• Mark Karpelès suggested a Bitcoin hard fork for the recovery of almost 80,000 BTC stolen in 2011 from Mt. Gox.
  • The proposal has sparked renewed debate about Bitcoin’s immutability and governance.

The former Mt. Gox exchange CEO, Mark Karpelès, has published a proposal for a Bitcoin hard fork in order to recover approximately 79,956 BTC stolen in a hack in 2011. The funds have been dormant in a single address related to the Mt. Gox hack for over 15 years. According to the current Bitcoin protocol rules, a person can only spend their funds if they have the corresponding private key. The hard fork proposal adds a new Bitcoin network rule that permits spending funds from the theft address with a Mt. Gox recovery address signature.

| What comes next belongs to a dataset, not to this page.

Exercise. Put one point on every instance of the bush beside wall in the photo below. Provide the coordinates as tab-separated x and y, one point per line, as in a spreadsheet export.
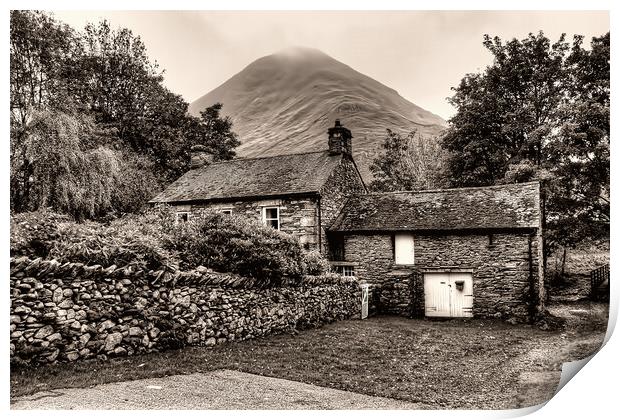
65	312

Mark Karpelès said this new rule will let creditors spend the funds and recover them through Japan’s current rehabilitation process. He stated that this was a draft and not a request for its implementation. The proposal states that the network will implement this new rule at a future block height once miners and nodes accept it. Mark Karpelès noted that developers will apply this rule only to this specific address, not to all Bitcoin transactions.

Debate Over Immutability and Network Risks

The proposal has also elicited debates in the Bitcoin community, with some people expressing concerns over the implications for the Bitcoin protocol’s fundamental principles. Some people in the Bitcoin community believe that making an exception in the protocol for a single case could jeopardize the protocol’s immutability feature. They also believe that making an exception for one case could set a precedent for making exceptions in the future. 

They also express concerns over who will decide the cases that will warrant such an intervention in the Bitcoin protocol’s history. The proposal’s supporters, on the other hand, believe that the case is an undeniable event in the history of the Bitcoin protocol, with a legal context to support it. 

They also point out that there is a legal process to ensure that the recovered funds are distributed to the verified creditors through the court process. However, the proposal also points out that the process of implementing a hard fork in the Bitcoin protocol is risky, in that it could lead to a chain split in the event that the network does not reach a consensus.